90      En effet, ladite grille, qui s’appuie sur le document révisé, n’est que l’expression de la méthode mise en œuvre par les évaluateurs afin d’évaluer et de classer concrètement les offres au regard des critères d’attribution du marché. Les évaluateurs y ont consigné les points attribués ou déduits en fonction des éventuelles améliorations de deux passages et de la correction des erreurs prédéfinies (voir point 48 ci-dessus) et y ont calculé les scores des candidats. La requérante elle-même a qualifié la grille de notation standard de méthode d’évaluation dans le cadre du premier moyen.

91      Or, conformément à la jurisprudence citée aux points 81 et 82 ci-dessus, le pouvoir adjudicateur n’avait pas l’obligation de porter à la connaissance des soumissionnaires potentiels, par une publication dans l’avis de marché ou dans le cahier des charges, la méthode d’évaluation qu’il allait appliquer pour évaluer la qualité des épreuves de révision.

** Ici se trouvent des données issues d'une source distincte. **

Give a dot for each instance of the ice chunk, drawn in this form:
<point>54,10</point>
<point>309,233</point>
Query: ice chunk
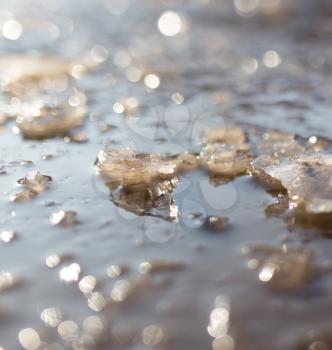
<point>129,167</point>
<point>157,266</point>
<point>307,179</point>
<point>141,183</point>
<point>230,135</point>
<point>22,68</point>
<point>225,160</point>
<point>64,218</point>
<point>153,199</point>
<point>34,184</point>
<point>281,268</point>
<point>49,121</point>
<point>216,223</point>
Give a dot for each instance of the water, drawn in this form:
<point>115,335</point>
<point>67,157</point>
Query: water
<point>152,92</point>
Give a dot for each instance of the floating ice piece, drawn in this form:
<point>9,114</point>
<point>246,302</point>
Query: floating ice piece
<point>34,184</point>
<point>22,68</point>
<point>152,200</point>
<point>225,160</point>
<point>282,269</point>
<point>129,167</point>
<point>50,121</point>
<point>157,266</point>
<point>307,180</point>
<point>216,223</point>
<point>64,218</point>
<point>142,183</point>
<point>229,135</point>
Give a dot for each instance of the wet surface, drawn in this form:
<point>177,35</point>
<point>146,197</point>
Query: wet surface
<point>79,271</point>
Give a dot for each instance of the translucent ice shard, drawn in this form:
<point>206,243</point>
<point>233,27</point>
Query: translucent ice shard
<point>154,199</point>
<point>47,121</point>
<point>141,183</point>
<point>307,179</point>
<point>225,160</point>
<point>129,167</point>
<point>34,183</point>
<point>24,68</point>
<point>281,268</point>
<point>64,218</point>
<point>230,135</point>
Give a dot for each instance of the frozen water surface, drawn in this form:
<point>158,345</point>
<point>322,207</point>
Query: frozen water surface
<point>85,265</point>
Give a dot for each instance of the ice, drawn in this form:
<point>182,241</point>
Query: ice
<point>231,135</point>
<point>157,266</point>
<point>281,268</point>
<point>64,218</point>
<point>141,183</point>
<point>129,167</point>
<point>225,151</point>
<point>225,160</point>
<point>142,199</point>
<point>50,121</point>
<point>307,179</point>
<point>16,68</point>
<point>216,223</point>
<point>34,184</point>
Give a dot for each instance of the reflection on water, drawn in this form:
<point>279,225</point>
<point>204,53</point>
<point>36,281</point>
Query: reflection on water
<point>82,265</point>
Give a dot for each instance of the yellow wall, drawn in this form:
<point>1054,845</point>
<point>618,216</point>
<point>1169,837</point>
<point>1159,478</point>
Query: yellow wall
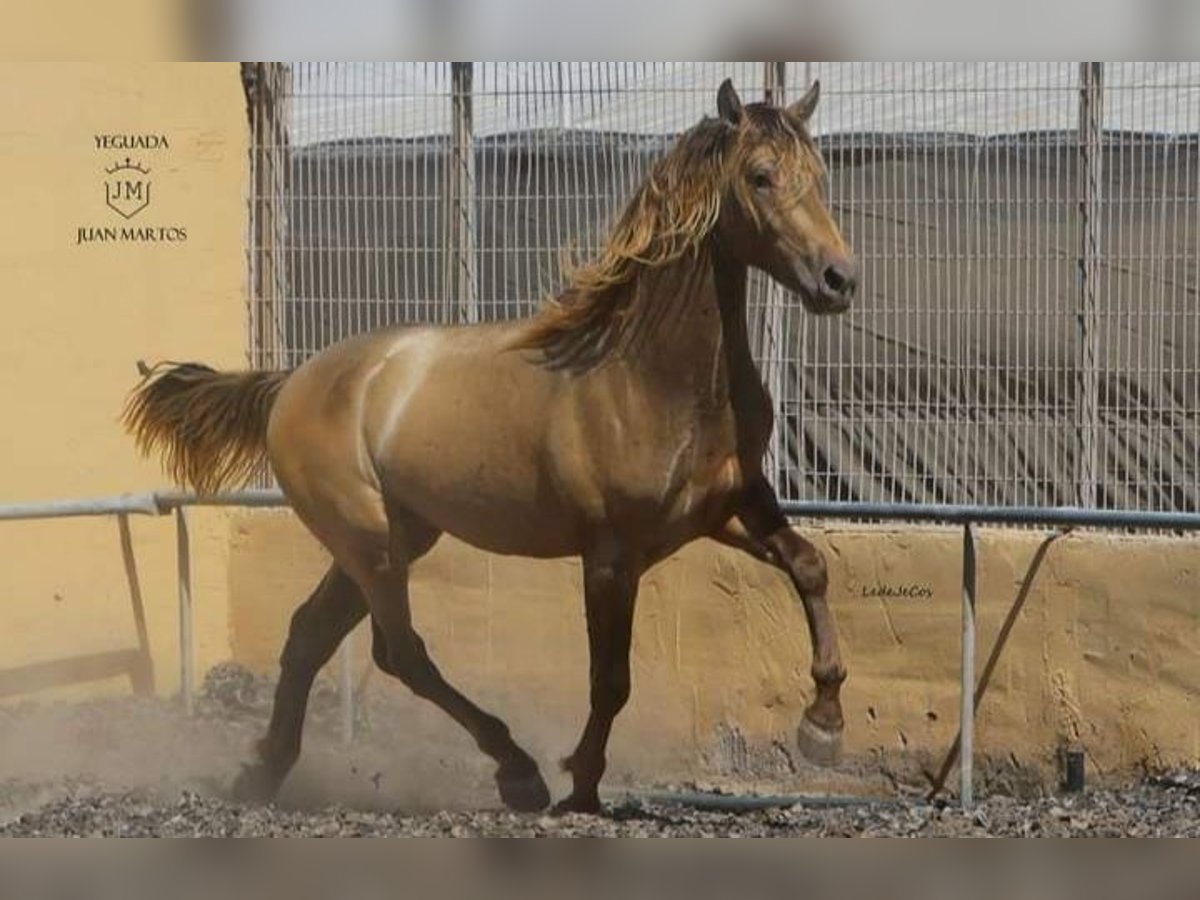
<point>78,316</point>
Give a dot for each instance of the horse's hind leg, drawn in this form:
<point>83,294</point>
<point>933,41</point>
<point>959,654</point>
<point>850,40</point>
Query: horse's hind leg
<point>401,652</point>
<point>610,591</point>
<point>317,628</point>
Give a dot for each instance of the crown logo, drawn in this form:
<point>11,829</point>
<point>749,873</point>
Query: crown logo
<point>127,166</point>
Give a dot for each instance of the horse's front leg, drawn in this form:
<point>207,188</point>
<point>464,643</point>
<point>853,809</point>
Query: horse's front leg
<point>762,529</point>
<point>610,589</point>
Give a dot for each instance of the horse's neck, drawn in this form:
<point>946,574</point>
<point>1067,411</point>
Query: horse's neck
<point>697,347</point>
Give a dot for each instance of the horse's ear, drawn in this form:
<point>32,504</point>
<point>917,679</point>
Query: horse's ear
<point>804,107</point>
<point>729,103</point>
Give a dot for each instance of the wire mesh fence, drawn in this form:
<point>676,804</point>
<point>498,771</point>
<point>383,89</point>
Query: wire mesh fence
<point>1029,327</point>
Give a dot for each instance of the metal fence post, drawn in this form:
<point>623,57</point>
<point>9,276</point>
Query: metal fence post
<point>346,690</point>
<point>184,562</point>
<point>772,336</point>
<point>966,763</point>
<point>1091,124</point>
<point>462,286</point>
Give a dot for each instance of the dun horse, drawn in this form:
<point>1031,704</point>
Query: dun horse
<point>622,421</point>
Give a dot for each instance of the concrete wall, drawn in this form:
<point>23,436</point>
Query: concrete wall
<point>1107,651</point>
<point>77,316</point>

92      En outre, conformément à la jurisprudence citée au point 83 ci-dessus, les évaluateurs étaient libres d’utiliser le document révisé et la grille de notation standard afin de structurer leur travail d’examen et d’analyse des offres présentées par les candidats. En suivant cette méthode d’évaluation, ils n’ont pas introduit de nouveaux critères d’attribution et n’ont pas modifié les critères d’attribution existants. En effet, ainsi qu’il ressort, en substance, des points 52 et 55 ci-dessus, l’insertion de passages à améliorer et d’erreurs prédéfinies dans le texte à réviser et leur notation leur a permis d’évaluer la qualité de l’épreuve de révision en se fondant sur les exigences de qualité linguistiques définies au point 15.1, lu en combinaison avec le point 3, du cahier des charges.

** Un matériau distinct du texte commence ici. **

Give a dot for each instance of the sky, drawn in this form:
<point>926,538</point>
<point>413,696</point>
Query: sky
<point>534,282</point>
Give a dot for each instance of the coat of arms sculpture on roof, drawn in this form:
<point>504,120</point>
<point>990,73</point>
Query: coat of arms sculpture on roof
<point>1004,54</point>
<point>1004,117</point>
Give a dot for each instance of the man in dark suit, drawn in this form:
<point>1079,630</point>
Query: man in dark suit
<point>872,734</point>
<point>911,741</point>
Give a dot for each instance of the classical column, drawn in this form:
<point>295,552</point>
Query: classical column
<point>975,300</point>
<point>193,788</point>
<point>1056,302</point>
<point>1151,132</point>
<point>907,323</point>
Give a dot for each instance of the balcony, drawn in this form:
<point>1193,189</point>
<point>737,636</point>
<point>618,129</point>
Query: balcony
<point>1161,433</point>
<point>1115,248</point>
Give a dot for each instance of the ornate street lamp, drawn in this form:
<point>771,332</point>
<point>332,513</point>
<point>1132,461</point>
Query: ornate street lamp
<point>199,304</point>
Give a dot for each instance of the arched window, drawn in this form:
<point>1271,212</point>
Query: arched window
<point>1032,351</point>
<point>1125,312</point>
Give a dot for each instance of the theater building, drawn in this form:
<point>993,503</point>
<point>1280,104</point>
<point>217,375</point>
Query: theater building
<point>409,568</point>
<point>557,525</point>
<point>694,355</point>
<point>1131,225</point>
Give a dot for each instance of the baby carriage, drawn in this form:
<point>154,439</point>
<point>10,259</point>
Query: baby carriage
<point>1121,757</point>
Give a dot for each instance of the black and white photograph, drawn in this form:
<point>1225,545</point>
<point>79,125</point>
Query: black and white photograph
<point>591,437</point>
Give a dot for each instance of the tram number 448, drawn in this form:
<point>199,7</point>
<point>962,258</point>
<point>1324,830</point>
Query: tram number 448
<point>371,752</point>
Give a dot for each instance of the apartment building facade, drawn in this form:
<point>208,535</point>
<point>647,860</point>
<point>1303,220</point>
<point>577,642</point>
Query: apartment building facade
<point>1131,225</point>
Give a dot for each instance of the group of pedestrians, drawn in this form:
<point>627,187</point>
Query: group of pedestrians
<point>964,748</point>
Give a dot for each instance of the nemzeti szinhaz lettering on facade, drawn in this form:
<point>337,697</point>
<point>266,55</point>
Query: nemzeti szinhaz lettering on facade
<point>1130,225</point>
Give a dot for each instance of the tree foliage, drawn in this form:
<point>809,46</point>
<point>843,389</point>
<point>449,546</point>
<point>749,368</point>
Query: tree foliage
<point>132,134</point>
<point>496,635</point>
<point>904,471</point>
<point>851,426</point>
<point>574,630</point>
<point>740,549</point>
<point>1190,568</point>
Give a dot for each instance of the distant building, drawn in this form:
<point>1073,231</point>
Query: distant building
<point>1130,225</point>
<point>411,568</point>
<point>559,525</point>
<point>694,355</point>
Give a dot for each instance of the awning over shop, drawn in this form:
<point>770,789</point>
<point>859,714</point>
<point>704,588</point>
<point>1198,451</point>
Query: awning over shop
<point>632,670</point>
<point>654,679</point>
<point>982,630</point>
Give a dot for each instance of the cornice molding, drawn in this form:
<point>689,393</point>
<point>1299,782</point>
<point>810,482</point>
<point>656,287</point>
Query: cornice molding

93      S’agissant, plus particulièrement, des passages à améliorer, il est certes vrai, comme le souligne la requérante, que les termes « améliorations stylistiques » ne figurent pas expressément dans la description des exigences de qualité linguistique au sein du cahier des charges. Toutefois, la requérante ne saurait faire valoir que l’évaluation de passages à améliorer n’était ni prévisible ni raisonnable. En effet, il était précisé, dans ledit cahier des charges, que les évaluateurs fonderaient leur évaluation des épreuves de révision sur les exigences de qualité applicables aux révisions livrées en vertu des contrats-cadres. De plus, il résulte de la définition même du terme « révision », contenue au point 2 du cahier des charges, que l’exercice de révision doit aboutir à un texte qui réponde aux exigences de qualité. Parmi ces dernières figurait le respect des exigences stylistiques générales, le texte devant, par exemple, être fluide, idiomatique, homogène et adapté au public cible. Or, il résulte notamment de l’exigence de rendre un texte idiomatique et adapté au public cible qu’il y avait lieu d’apporter au texte révisé des améliorations tant linguistiques que stylistiques.

94      Contrairement à ce que soutient la requérante, il n’était donc pas nécessaire que le terme « améliorer » figure expressément dans le cahier des charges dans la mesure où un soumissionnaire raisonnablement informé et normalement diligent était en mesure de comprendre, à la lecture des indications du cahier des charges sur l’épreuve de révision et les exigences de qualité linguistiques attendues, qu’il pouvait être amené à proposer des améliorations au texte.

95      Il n’était pas non plus nécessaire que la Commission détaille l’objectif et la portée de l’évaluation des passages à améliorer. À cet égard, c’est à bon droit que la Commission fait valoir qu’il lui est impossible de détailler, dans le cahier des charges, toutes les possibilités de révision d’un texte afin qu’il réponde aux exigences de qualité linguistique sans compromettre, d’une part, l’objectif même de l’épreuve, qui était de vérifier si le soumissionnaire avait la capacité de reconnaître qu’un texte ne répondait pas auxdites exigences, et, d’autre part, l’exigence relative à la garantie d’une concurrence réelle entre les soumissionnaires potentiels.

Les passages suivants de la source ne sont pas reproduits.